2 tsp instant espresso coffee
1/4 cup boiling water
1 cup semi-sweet baking chocolate
3 ounces unsweetened (bitter) chocolate
4 ounces unsalted butter
4 large eggs
2/3 cup granulated sugar
1/4 tsp salt
2 TBS granulated sugar
3/4 cup cornstarch


1. Grease and flour two 8-inch cake pans. Preheat oven to 350°

2. In a sauce pan, combine coffee, water, chocolates, and butter. Place pan over low heat to slowly melt the ingredients. Stir constantly while it is heating so that it does not burn. When completely melted remove from heat.

3. Separate eggs. Whip egg whites with 2 TBS sugar. Whip for 3 to 4 minutes, until medium-stiff peaks form. Set aside.

4. In another bowl, beat yolks for two minutes. Gradually add 2/3 cup sugar to beating egg yolks.
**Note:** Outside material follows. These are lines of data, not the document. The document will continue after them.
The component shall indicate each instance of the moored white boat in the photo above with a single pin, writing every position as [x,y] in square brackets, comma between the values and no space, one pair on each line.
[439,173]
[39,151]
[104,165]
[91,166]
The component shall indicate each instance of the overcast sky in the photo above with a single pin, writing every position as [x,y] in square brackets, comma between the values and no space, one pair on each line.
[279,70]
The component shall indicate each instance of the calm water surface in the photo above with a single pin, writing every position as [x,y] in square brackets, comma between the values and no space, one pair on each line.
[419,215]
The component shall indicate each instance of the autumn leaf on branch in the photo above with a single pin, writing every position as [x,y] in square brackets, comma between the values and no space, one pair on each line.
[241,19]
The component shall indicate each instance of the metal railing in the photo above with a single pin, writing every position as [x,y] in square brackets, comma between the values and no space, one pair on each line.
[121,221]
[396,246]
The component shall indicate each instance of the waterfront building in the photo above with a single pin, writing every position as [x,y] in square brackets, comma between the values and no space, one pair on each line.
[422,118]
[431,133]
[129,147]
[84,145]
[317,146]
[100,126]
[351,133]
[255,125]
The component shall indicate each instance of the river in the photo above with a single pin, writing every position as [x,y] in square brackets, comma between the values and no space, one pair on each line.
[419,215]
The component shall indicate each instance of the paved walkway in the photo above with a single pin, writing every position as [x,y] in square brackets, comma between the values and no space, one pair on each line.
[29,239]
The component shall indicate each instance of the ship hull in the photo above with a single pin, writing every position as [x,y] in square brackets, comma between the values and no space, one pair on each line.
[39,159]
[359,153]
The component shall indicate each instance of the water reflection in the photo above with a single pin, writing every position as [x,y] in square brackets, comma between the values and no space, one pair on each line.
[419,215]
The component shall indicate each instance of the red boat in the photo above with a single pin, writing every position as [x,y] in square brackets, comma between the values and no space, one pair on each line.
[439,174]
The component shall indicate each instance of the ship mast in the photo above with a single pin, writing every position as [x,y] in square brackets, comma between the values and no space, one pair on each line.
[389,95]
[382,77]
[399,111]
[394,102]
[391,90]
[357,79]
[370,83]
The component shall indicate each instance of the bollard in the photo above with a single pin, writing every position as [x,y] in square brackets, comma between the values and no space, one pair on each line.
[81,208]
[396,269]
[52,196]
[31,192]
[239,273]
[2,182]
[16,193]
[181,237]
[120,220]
When all the sugar is added, continue beating for 2 more minutes.

5. Add the salt and the melted chocolate mixture to the yolks. Add the cornstarch. Beat together until well incorporated. Set aside.

6. Fold 1/3 of the whipped whites into the chocolate mixture. Then carefully fold remaining whites into chocolate mixture -- do not over mix or you will loose the air! Turn batter into prepared cake pans. Bake 350°F degrees for 15 minutes. Cakes will rise to top of pans and are done when the center shakes a little but the edges do not move.

7. Let cake cool before decorating and serving. (Cover with powdered sugar or with chocolate ganache.